Cuando recibimos la comunión sacramental, el cuerpo de Cristo y el nuestro se unen, y –siguiendo a san Agustín– es más el cuerpo del Salvador el que devora el nuestro que al revés, porque, por esa comunión, nuestros miembros resultan incorporados a Él.
También la escucha de la Palabra (con mayúscula, porque escuchamos al Verbo) produce una cierta comunión, o, mejor, una comunión cierta.
El que me ama guardará mi palabra, y mi Padre lo amará, y vendremos a él y haremos morada en él. Es preciso, para que esta íntima comunión tenga lugar, que escuchemos la Palabra con el corazón abierto, acogiéndola en lo más profundo del alma. No nos empeñemos en desentrañarla, o en extraer rápidamente consecuencias o propósitos de lo que hemos leído o escuchado.
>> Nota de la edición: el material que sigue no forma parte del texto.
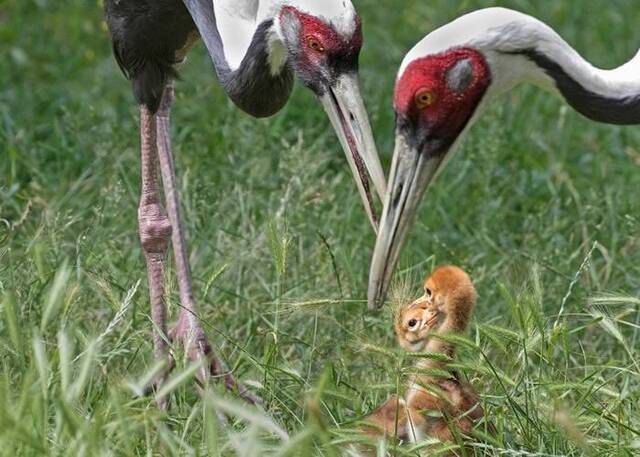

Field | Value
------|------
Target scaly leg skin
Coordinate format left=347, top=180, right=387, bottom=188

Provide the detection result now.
left=156, top=82, right=262, bottom=404
left=138, top=106, right=172, bottom=411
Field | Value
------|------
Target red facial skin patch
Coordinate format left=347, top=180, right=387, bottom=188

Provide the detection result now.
left=394, top=48, right=491, bottom=138
left=280, top=6, right=362, bottom=65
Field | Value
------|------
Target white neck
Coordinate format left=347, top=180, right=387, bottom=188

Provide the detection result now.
left=212, top=0, right=356, bottom=72
left=400, top=8, right=640, bottom=123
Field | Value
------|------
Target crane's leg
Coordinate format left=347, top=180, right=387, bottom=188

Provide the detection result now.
left=157, top=83, right=260, bottom=403
left=138, top=105, right=172, bottom=410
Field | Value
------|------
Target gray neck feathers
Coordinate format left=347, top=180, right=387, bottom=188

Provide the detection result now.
left=179, top=0, right=293, bottom=117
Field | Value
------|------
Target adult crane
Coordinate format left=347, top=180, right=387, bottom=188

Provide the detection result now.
left=368, top=8, right=640, bottom=308
left=105, top=0, right=385, bottom=408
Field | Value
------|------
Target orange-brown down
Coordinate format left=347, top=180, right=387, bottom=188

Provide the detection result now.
left=367, top=266, right=492, bottom=452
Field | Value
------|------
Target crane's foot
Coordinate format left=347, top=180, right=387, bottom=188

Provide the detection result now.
left=144, top=311, right=264, bottom=411
left=169, top=310, right=264, bottom=405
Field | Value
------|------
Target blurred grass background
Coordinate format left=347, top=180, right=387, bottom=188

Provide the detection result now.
left=0, top=0, right=640, bottom=456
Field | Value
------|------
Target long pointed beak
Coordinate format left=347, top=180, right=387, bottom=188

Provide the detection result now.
left=368, top=133, right=444, bottom=310
left=320, top=73, right=386, bottom=233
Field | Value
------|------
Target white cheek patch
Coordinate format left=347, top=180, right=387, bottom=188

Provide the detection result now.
left=213, top=0, right=260, bottom=70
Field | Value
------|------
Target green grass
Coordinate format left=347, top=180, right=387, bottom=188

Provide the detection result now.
left=0, top=0, right=640, bottom=456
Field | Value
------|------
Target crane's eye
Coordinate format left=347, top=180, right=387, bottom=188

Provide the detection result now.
left=416, top=87, right=435, bottom=109
left=307, top=36, right=324, bottom=52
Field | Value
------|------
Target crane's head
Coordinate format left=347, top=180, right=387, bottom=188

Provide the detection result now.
left=369, top=48, right=491, bottom=308
left=275, top=0, right=386, bottom=228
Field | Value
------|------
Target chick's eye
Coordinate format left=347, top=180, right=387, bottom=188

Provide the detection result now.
left=415, top=88, right=435, bottom=109
left=307, top=36, right=324, bottom=52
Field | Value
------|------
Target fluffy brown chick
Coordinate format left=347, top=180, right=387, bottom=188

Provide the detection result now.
left=396, top=266, right=492, bottom=448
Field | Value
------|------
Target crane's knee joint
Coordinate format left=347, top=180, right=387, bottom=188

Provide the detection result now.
left=138, top=204, right=172, bottom=255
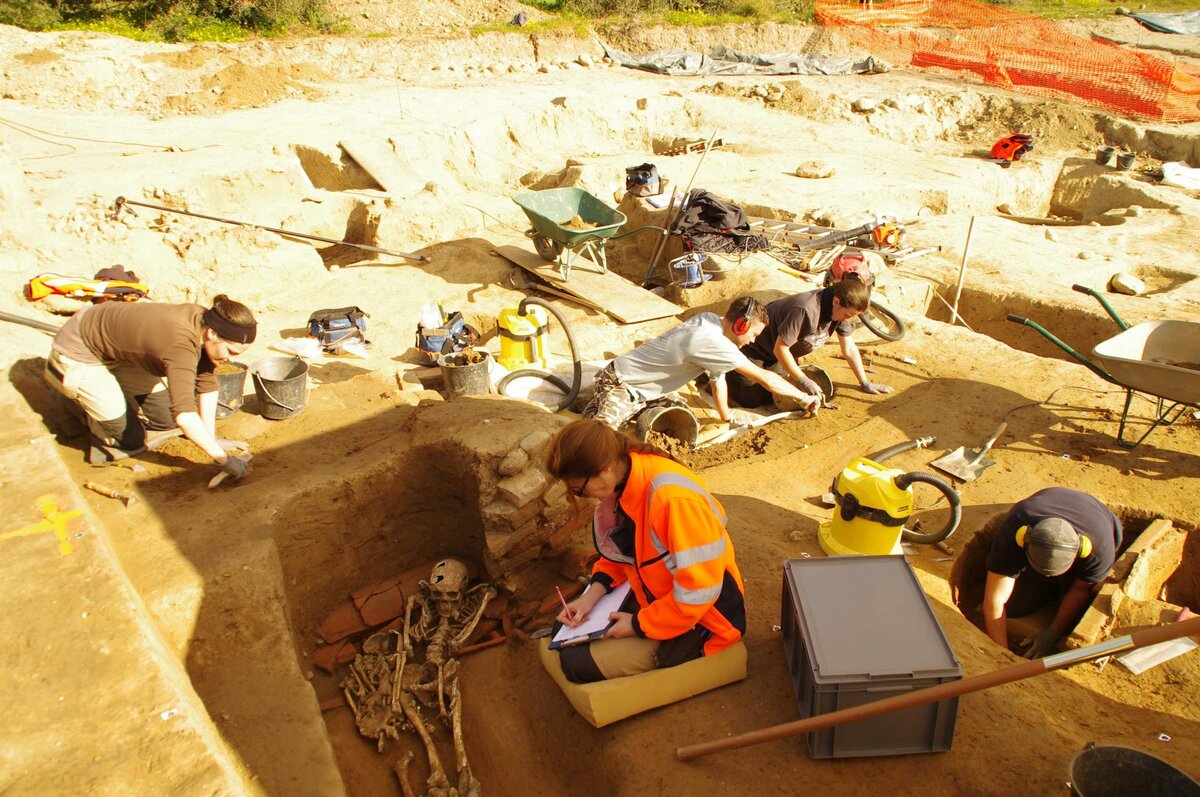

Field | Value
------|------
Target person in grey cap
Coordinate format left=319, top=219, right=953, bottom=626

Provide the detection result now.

Más bien, dejémosla resonar en el corazón, incluso aunque no entendamos, para que la voz llene el alma, aunque el entendimiento quede ayuno. Ya vendrá, cuando le plazca, el Paráclito, y Él será quien os lo enseñe todo, y os vaya recordando todo lo que os he dicho.
Cuando escuchamos así, la Palabra va invadiendo dulcemente el espíritu, que queda colonizado por ella. Y, con ella, vienen el Padre y el Amor.